Freedom Inc. community members and organizers fought, organized, and continued building electoral power last spring by getting out the vote. They led voter engagement and education efforts, which helped elect a more value-aligned state Supreme Court justice.
Freedom, Inc.’s organizing then led to a victory in the Dane County Circuit Court’s rulings on July 7 and August 14, confirming the Wisconsin Stat. 940.04 does not prohibit consensual medical abortions, and Planned Parenthood WI resumed the full scope of health services, including abortion care, as of Monday, September 18. Freedom Inc. organizers will continue organizing until bodily autonomy is codified in Wisconsin’s legislation.
The Lighthouse | Black Girl Projects (LBGP) is a community-based organization in Jackson, Mississippi, working to be a revelatory, unflickering light for Black girls and young women in the southeastern United States. Programming focuses on creating spaces of solidarity and safety.
LBGP organizes for improved conditions around maternal health, reproductive justice, food justice, and economic justice for Black women and girls. Their organizing focuses on pushing for legislation that will ensure investment in rural counties so that mothers have access within a reasonable distance of their homes. Black Girl Projects has identified that their community is often ignored due to low voter turnout and one of its long-term goals is to increase voter turnout while also holding elected officials accountable during periods outside of elections.
One of the organization’s primary strategies is the leadership development of Black girls and women to address their physical, emotional, spiritual, and social well-being while being supported in an affirming socio-political structure. Coaching through GOI is supporting LBGP in aligning its strategic plan with its goal of being led by the communities that it serves and supporting the development of an invested base of organized community members. The tools, technology, and training that the GOI provides have strengthened Black Girl Projects’ plan with clear steps on how to reach their broader vision.
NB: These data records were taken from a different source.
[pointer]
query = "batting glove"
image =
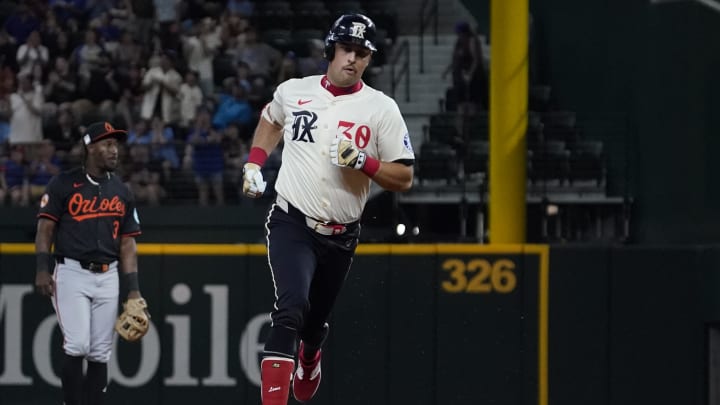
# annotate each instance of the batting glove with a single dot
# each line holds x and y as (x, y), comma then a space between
(344, 154)
(253, 183)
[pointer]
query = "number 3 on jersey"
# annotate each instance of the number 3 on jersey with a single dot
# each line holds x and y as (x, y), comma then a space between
(362, 133)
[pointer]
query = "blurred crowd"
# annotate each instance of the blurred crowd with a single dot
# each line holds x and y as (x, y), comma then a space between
(186, 78)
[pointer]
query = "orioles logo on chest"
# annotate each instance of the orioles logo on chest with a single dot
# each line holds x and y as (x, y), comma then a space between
(81, 208)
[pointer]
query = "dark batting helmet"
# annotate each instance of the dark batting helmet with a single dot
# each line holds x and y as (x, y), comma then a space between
(350, 29)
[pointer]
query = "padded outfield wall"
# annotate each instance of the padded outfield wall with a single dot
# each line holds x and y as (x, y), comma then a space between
(416, 324)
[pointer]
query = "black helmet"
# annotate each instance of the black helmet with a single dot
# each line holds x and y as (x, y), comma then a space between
(352, 29)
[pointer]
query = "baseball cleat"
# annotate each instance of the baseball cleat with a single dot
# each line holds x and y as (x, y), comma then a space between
(307, 376)
(276, 373)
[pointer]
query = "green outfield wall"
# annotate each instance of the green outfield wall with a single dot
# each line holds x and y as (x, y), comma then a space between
(416, 324)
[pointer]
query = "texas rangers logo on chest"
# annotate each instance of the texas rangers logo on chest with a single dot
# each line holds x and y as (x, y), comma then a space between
(303, 125)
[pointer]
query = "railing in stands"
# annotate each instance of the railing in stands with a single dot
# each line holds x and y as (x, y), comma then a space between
(401, 55)
(428, 14)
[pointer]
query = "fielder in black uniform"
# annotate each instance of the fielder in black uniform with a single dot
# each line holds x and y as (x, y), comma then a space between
(339, 136)
(89, 216)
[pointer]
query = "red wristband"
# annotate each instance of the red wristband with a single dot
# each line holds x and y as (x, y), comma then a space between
(371, 166)
(257, 155)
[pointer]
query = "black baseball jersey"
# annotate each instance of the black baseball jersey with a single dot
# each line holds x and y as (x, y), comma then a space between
(91, 215)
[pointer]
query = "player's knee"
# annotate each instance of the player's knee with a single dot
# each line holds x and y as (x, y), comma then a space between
(292, 314)
(98, 357)
(77, 349)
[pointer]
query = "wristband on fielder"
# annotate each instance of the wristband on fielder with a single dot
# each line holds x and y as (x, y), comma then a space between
(371, 166)
(131, 281)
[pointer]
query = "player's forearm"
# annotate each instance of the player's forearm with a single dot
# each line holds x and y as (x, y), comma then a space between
(44, 235)
(394, 176)
(267, 136)
(128, 255)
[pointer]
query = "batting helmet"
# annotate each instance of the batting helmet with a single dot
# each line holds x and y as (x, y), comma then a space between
(351, 29)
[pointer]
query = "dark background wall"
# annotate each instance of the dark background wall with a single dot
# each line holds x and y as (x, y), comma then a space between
(627, 326)
(657, 65)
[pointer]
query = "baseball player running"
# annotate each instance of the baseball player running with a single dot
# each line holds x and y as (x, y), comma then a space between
(339, 135)
(89, 216)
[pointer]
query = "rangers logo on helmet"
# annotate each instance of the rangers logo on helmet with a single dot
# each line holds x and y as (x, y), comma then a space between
(358, 30)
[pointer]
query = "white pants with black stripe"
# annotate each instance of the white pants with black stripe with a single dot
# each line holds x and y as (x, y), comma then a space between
(86, 305)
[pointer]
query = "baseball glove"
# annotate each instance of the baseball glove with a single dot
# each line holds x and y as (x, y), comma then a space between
(134, 321)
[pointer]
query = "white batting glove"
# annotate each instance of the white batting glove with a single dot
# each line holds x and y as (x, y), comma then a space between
(253, 183)
(344, 154)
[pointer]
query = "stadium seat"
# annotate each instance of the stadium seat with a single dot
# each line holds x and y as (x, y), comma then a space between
(477, 155)
(587, 162)
(549, 161)
(437, 161)
(311, 14)
(560, 126)
(280, 39)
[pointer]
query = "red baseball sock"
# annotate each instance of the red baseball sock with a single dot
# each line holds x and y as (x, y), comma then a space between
(276, 373)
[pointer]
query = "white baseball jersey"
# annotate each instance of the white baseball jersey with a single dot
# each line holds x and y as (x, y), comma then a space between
(311, 118)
Black Phoenix Organizing Collective builds grassroots community power through education and leadership development in Phoenix, AZ. The organization, founded in 2019, began organizing primarily on a virtual basis and is committed to building Black power through political education, creating independent, self-reliant, and generative alternatives to systems of oppression.
BPOC has invested in doing interviews with justice-impacted community members to better understand the reasons why folks do not call on the police through the #WhyIDidn’tCall Campaign. These efforts work towards building community alternatives to policing from an abolitionist framework.
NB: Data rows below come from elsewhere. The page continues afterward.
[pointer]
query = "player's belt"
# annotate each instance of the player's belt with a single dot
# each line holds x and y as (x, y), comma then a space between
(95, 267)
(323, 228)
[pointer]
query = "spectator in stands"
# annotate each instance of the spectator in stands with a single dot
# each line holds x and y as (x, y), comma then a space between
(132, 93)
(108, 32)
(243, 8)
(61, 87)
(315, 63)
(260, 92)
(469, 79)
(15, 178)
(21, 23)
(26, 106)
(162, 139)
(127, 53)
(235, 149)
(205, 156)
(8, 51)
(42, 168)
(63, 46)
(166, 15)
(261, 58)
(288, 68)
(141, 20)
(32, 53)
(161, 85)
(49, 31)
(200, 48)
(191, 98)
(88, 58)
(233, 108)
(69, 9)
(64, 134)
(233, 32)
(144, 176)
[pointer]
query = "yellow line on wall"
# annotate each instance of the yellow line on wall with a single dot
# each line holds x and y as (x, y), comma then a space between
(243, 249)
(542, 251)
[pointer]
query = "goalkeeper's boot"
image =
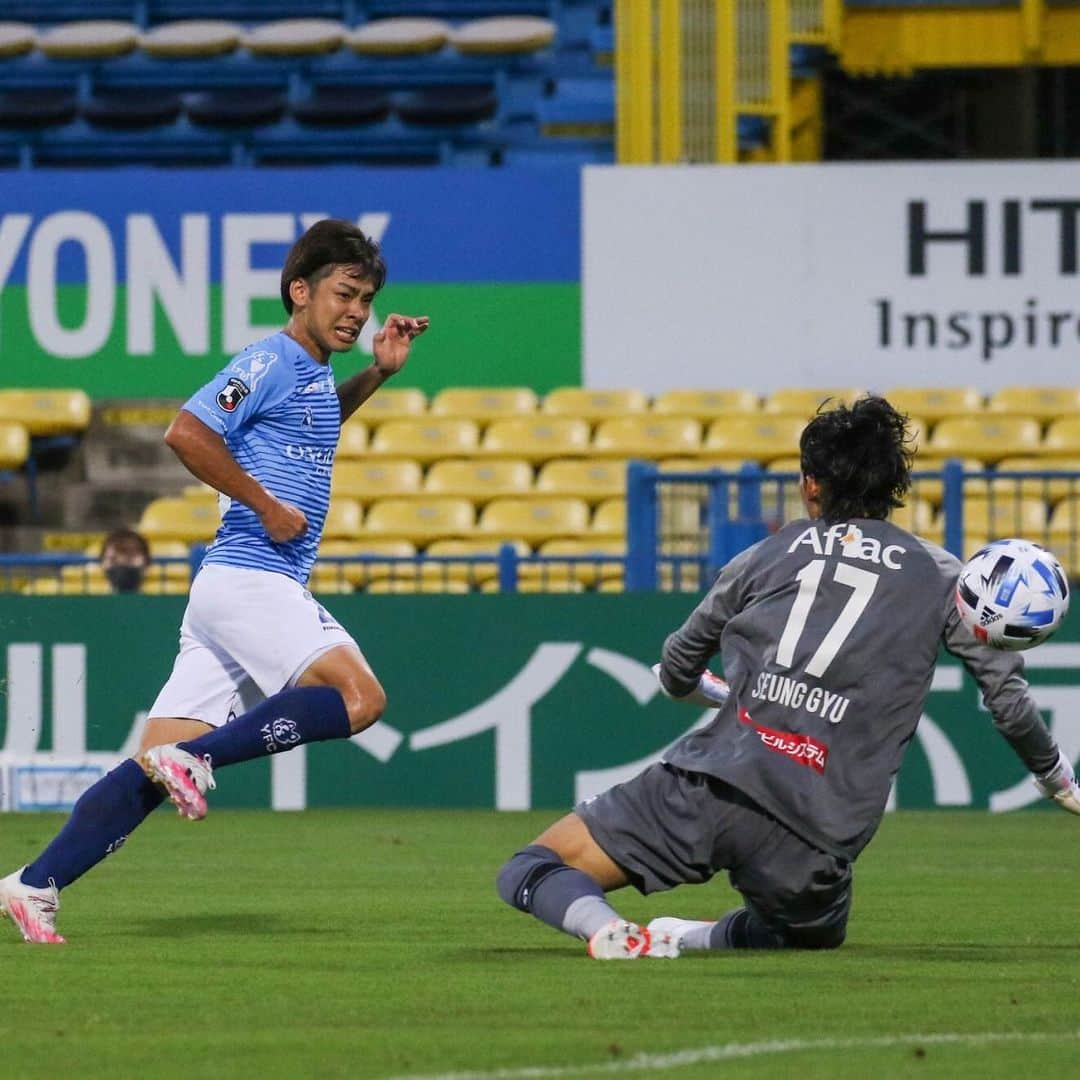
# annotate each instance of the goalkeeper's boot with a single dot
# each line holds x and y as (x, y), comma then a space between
(666, 934)
(619, 941)
(32, 910)
(185, 778)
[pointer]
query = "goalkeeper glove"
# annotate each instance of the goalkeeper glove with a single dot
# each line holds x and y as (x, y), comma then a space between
(711, 691)
(1060, 784)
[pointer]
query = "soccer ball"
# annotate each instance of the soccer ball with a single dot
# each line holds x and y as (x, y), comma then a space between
(1012, 594)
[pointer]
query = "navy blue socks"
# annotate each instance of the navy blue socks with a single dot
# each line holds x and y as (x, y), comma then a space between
(287, 719)
(100, 821)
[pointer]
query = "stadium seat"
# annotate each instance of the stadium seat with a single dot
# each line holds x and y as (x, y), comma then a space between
(1050, 490)
(705, 404)
(45, 412)
(14, 445)
(758, 439)
(1062, 437)
(1043, 403)
(373, 478)
(399, 37)
(190, 521)
(593, 405)
(935, 403)
(484, 405)
(1004, 517)
(295, 37)
(647, 436)
(89, 40)
(480, 481)
(190, 39)
(502, 35)
(535, 520)
(356, 572)
(426, 440)
(609, 521)
(536, 439)
(343, 520)
(986, 437)
(393, 404)
(421, 520)
(806, 402)
(353, 440)
(589, 478)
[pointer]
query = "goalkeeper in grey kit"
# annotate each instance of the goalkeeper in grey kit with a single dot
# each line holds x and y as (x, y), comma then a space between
(828, 633)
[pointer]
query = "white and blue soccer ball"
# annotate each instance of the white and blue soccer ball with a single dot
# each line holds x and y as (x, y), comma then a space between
(1012, 594)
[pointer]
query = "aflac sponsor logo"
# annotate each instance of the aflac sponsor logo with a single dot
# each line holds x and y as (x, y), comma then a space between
(853, 544)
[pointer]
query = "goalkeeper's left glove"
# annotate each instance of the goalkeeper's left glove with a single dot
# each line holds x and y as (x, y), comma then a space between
(1060, 784)
(712, 691)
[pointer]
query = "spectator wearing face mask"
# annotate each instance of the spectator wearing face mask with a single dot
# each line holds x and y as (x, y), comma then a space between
(125, 556)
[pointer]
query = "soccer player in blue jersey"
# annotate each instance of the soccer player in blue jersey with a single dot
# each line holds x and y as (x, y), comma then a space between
(262, 666)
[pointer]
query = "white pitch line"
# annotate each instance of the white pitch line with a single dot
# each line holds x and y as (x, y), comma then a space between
(737, 1050)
This year, BPOC took giant steps towards in-person community engagement while still being committed to disability justice and creating hybrid spaces so everyone can safely show up for various opportunities.
BPOC organizers moved from primarily engaging in digital organizing and political education into doing in-person outreach and follow-up one-on-one conversations with community members using surveys and listening sessions. They saw the fruits of their labor with a more engaged and invested relationship building that was achieved through these in-person opportunities.
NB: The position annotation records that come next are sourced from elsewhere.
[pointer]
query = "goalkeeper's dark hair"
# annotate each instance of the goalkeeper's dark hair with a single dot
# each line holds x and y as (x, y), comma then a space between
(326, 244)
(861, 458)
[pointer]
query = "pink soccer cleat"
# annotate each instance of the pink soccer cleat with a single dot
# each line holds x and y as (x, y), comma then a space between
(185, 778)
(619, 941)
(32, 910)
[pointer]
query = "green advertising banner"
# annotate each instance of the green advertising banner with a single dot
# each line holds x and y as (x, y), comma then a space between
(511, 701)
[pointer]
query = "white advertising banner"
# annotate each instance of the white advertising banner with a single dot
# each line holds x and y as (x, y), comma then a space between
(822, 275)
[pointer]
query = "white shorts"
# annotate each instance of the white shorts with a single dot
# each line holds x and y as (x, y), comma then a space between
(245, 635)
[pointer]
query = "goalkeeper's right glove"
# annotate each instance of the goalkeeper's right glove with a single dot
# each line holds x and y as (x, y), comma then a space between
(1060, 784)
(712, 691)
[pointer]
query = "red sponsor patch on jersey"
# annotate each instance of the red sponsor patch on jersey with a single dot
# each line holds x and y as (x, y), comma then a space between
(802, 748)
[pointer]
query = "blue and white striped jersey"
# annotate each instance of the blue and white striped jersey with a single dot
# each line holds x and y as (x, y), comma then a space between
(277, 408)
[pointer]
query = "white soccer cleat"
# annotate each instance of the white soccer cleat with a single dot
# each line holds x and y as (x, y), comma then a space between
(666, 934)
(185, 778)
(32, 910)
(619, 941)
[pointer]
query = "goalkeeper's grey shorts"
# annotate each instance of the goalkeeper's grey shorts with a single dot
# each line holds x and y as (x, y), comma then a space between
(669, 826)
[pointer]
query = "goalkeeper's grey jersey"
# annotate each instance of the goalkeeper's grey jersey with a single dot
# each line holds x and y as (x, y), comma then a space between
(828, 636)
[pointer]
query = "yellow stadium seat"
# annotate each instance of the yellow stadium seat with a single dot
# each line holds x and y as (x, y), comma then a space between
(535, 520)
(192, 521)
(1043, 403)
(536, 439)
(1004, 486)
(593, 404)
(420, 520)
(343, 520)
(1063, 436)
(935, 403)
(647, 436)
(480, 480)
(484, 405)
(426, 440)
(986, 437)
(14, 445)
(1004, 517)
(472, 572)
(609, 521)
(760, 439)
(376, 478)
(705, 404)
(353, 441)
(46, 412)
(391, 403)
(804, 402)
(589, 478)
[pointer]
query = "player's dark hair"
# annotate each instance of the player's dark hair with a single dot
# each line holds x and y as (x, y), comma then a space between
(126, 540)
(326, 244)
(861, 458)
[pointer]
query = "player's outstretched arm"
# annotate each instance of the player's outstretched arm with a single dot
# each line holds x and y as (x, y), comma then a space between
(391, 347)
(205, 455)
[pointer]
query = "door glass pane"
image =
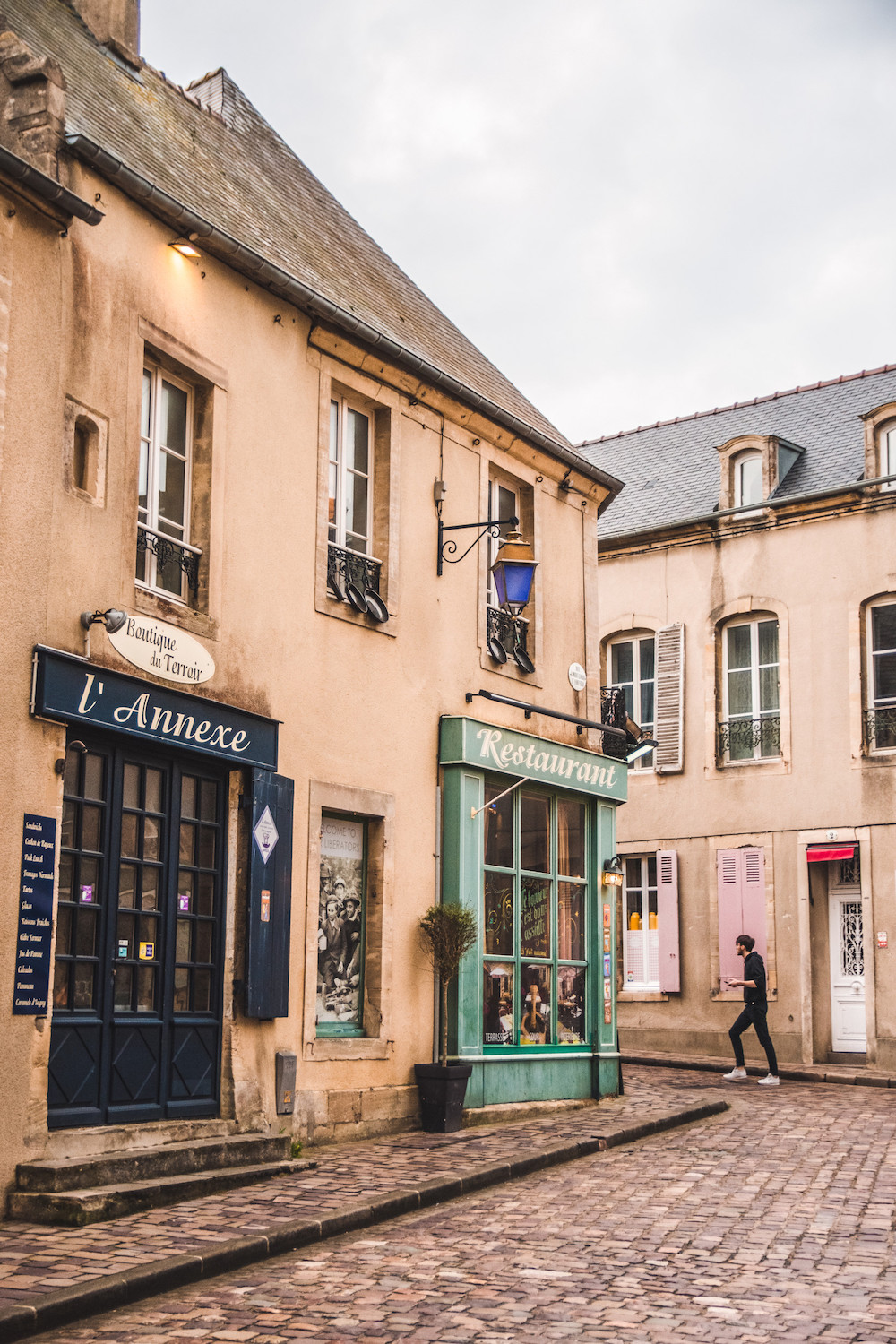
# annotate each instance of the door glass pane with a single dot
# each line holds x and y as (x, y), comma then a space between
(535, 1015)
(497, 997)
(570, 921)
(498, 914)
(536, 832)
(571, 1005)
(498, 827)
(535, 917)
(571, 838)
The team has been invigorated in seeing that the community is hungry for the relationship and that they have been building trust through their mutual aid efforts as well as their power-building efforts.
BPOC’s organizing team is growing, and community members are excited to see BPOC as a political home and a space where they want to strategize and move jointly around the issues impacting their communities.
Our grantees are meeting the moment as we continue to fight for bodily autonomy. With a critical 2024 election season approaching, now more than ever is the time to fund grassroots organizing.